43 Million PRs Merged Monthly on GitHub but Code Review Is the Bottleneck — Should We Accept That AI-Generated Code Gets Less Review?

GitHub’s 2025 Octoverse report dropped some numbers that should make every engineering leader pause: 43 million pull requests merged per month, 82 million code pushes, and 41% of new code is now AI-assisted. Meanwhile, Faros AI’s research shows that teams with high AI adoption merge 98% more PRs – but PR review time has increased by 91%.

I have been staring at these numbers for weeks, and I think we are witnessing a fundamental shift in where the actual bottleneck lives in software delivery. For years, we optimized for writing code faster. Agile, CI/CD, microservices, developer experience tooling – all aimed at reducing time-to-code. AI coding assistants were supposed to be the final accelerator.

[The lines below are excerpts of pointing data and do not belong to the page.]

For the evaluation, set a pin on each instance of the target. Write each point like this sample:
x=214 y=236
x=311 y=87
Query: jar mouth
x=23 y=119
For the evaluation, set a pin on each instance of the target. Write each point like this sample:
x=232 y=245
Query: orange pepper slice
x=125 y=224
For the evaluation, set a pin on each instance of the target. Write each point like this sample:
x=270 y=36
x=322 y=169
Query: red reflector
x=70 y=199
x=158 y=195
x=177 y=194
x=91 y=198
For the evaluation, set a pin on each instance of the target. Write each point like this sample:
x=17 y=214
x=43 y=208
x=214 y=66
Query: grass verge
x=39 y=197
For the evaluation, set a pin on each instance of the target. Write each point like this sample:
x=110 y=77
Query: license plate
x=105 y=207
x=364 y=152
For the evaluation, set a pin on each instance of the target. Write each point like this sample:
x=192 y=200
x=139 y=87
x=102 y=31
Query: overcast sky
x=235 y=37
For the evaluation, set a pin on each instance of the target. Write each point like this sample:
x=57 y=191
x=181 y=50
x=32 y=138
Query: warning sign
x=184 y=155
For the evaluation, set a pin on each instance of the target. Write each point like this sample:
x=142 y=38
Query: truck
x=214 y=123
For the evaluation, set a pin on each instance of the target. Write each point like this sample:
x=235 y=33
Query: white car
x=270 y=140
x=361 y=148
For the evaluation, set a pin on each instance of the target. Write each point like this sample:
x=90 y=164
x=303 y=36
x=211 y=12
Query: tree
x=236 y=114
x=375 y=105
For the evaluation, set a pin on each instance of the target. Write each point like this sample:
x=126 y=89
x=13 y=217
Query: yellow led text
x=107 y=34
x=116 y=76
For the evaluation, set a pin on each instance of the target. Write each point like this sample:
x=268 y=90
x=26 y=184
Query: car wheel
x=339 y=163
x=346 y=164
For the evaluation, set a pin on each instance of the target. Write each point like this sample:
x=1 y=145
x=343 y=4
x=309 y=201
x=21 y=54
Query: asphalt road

And they are. Code generation is essentially solved. But we accidentally created a new crisis: the verification bottleneck.

The Numbers That Keep Me Up at Night

Here is what the data actually says:

  • 96% of developers do not fully trust the functional accuracy of AI-generated code (SonarSource 2026 State of Code Survey)
  • 75% of developers will not merge AI code without manual review, even when AI gets it “right”
  • 59% of developers rate the effort of reviewing, testing, and correcting AI output as “moderate” or “substantial”
  • PR sizes are up ~18% as AI adoption increases, which compounds the review burden
  • Incidents per PR are up ~24% and change failure rates are up ~30%

So we have a situation where AI generates code 10x faster, but real-world productivity improves only 10-20% because human review cannot scale at the same rate. Teams are producing dramatically more output, but the humans who need to verify that output are the same people, with the same cognitive bandwidth, working the same hours.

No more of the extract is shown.